4. Commerce en ligne : l’IA, nouveau réflexe des consommateurs
Selon le rapport 2025 de Wildfire Systems, 61 % des consommateurs utilisent désormais des outils d’IA pour leurs achats, soit trois fois plus qu’en 2024. Leur motivation ? Trouver les meilleures affaires dans un contexte d’inflation persistante. Comparaison de prix, repérage de promotions, cashback : l’IA devient le compagnon des chasseurs de bons plans. Mais inquiétudes à la clé : confidentialité, surconsommation et abonnements indésirés. Et évidemment, question du côté des distributeurs puisqu’on se dirige ici vers une réintermédiation de la vente en ligne.
L’adoption massive ne repose pas sur la fascination technologique, mais sur l’urgence économique. L’IA devient un outil d’optimisation budgétaire. Les plateformes devront convaincre par la confiance et la transparence, faute de quoi l’usage pourrait s’effriter. Ici, la valeur ne vient pas du « wow effect », mais du « pay back »… tout en insérant un modèle publicitaire ?
5. Perplexity : 200 millions levés, 20 milliards de valorisation
La start-up de recherche conversationnelle Perplexity a levé 200 millions de dollars supplémentaires, portant sa valorisation à 20 milliards. En trois ans, l’entreprise a déjà récolté 1,5 milliard et approche les 200 millions de revenus annuels récurrents. Son audace (jusqu’à proposer le rachat de Chrome à Google) fascine les investisseurs, même si la domination de Google reste (largement) préservée.

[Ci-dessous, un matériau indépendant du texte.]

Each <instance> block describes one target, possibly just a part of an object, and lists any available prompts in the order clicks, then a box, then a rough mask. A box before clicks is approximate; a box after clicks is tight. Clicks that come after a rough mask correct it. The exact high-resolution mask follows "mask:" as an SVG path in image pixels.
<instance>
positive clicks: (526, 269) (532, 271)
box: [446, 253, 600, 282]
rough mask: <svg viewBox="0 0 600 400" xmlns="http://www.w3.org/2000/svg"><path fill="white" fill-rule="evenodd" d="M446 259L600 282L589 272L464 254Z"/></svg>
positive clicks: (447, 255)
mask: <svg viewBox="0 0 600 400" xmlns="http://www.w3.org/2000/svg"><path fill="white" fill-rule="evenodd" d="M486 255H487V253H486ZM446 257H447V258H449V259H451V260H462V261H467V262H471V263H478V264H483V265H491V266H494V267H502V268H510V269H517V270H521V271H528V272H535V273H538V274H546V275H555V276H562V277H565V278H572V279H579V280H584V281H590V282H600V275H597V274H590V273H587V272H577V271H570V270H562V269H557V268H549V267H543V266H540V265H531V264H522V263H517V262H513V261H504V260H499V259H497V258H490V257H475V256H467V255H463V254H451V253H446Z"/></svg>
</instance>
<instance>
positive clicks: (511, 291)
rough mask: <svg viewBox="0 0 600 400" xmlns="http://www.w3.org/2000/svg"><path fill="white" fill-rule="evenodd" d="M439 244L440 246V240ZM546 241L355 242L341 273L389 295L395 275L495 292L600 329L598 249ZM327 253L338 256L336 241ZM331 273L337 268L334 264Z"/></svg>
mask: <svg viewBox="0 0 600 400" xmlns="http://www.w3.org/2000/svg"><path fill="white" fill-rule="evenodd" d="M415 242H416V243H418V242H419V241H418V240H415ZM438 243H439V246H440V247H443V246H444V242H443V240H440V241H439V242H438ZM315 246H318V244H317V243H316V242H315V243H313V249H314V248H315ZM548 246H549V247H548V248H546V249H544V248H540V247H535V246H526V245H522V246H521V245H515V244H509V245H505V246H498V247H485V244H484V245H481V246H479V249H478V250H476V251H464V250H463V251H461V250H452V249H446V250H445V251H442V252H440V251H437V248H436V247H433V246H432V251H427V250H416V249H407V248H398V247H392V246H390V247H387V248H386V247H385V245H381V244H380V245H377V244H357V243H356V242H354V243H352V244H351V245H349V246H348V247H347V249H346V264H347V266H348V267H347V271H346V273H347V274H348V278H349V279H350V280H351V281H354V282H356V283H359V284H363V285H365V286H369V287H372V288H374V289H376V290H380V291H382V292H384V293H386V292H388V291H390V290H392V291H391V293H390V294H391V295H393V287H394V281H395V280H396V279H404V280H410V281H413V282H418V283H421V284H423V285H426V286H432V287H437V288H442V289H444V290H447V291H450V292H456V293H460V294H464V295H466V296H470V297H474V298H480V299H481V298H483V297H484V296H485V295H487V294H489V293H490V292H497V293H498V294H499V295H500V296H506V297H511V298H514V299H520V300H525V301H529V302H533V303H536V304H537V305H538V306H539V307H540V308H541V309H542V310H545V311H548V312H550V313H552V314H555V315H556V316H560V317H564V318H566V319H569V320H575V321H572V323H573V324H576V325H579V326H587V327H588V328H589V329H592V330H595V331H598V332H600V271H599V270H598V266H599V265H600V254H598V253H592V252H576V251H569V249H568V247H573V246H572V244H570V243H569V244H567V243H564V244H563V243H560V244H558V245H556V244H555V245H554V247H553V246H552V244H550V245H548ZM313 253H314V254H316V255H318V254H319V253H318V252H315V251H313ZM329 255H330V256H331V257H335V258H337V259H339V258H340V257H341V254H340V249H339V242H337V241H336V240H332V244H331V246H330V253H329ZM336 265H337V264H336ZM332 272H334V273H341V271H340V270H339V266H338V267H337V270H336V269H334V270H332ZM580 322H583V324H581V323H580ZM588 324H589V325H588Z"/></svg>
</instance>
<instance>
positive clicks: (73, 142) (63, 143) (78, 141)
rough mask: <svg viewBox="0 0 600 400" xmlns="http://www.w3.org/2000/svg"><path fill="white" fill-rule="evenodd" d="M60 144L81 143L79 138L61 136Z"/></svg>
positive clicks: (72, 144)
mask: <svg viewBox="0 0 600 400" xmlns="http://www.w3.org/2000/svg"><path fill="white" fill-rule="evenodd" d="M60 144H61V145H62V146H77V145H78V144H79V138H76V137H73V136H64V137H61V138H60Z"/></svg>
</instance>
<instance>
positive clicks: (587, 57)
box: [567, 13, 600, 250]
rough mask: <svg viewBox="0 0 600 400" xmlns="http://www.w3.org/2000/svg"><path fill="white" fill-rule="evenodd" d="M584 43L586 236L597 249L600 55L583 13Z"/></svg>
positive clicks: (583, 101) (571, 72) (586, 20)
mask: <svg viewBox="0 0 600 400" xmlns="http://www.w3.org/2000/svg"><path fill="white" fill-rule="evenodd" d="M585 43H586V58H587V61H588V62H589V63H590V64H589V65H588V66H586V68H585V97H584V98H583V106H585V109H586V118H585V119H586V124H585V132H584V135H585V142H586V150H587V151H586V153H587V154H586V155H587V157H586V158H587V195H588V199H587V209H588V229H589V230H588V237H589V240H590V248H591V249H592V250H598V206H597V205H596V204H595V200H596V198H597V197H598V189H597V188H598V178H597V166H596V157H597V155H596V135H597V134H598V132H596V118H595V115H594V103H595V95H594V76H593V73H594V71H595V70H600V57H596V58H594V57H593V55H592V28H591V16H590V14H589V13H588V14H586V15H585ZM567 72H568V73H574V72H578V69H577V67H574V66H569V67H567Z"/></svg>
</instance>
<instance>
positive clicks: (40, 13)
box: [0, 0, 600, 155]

Perplexity incarne l’outsider qui bouscule l’ordre établi. Sa croissance est impressionnante, mais l’histoire du numérique regorge de challengers éphémères. Son succès dépendra moins de ses levées spectaculaires que de sa capacité à convertir son avantage technologique en parts de marché. Dans un univers saturé par les géants, l’agilité seule ne suffira pas.
6. ASML et Mistral : un axe franco-néerlandais pour l’IA européenne
J’en parlais le week-end dernier dans mes actualités IA sur X et sur Linkedin, ASML investit 1,5 milliard de dollars dans Mistral, devenant son premier actionnaire. Avec près de 2 milliards levés au total et l’appui d’acteurs comme Nvidia, la start-up française renforce sa position dans la course mondiale. Au-delà du financement, l’accès privilégié au savoir-faire d’ASML en semi-conducteurs ouvre la voie à une intégration verticale inédite en Europe.
Ce deal marque une étape stratégique : l’Europe tente enfin de lier ses champions du hardware et du software pour peser dans la compétition mondiale. Si Mistral parvient à transformer ce soutien en innovations concrètes, l’UE pourrait réduire sa dépendance vis-à-vis des États-Unis et de la Chine. Mais la bataille ne se gagne pas à coups de milliards : elle exige une vision industrielle durable et une action en écosystème.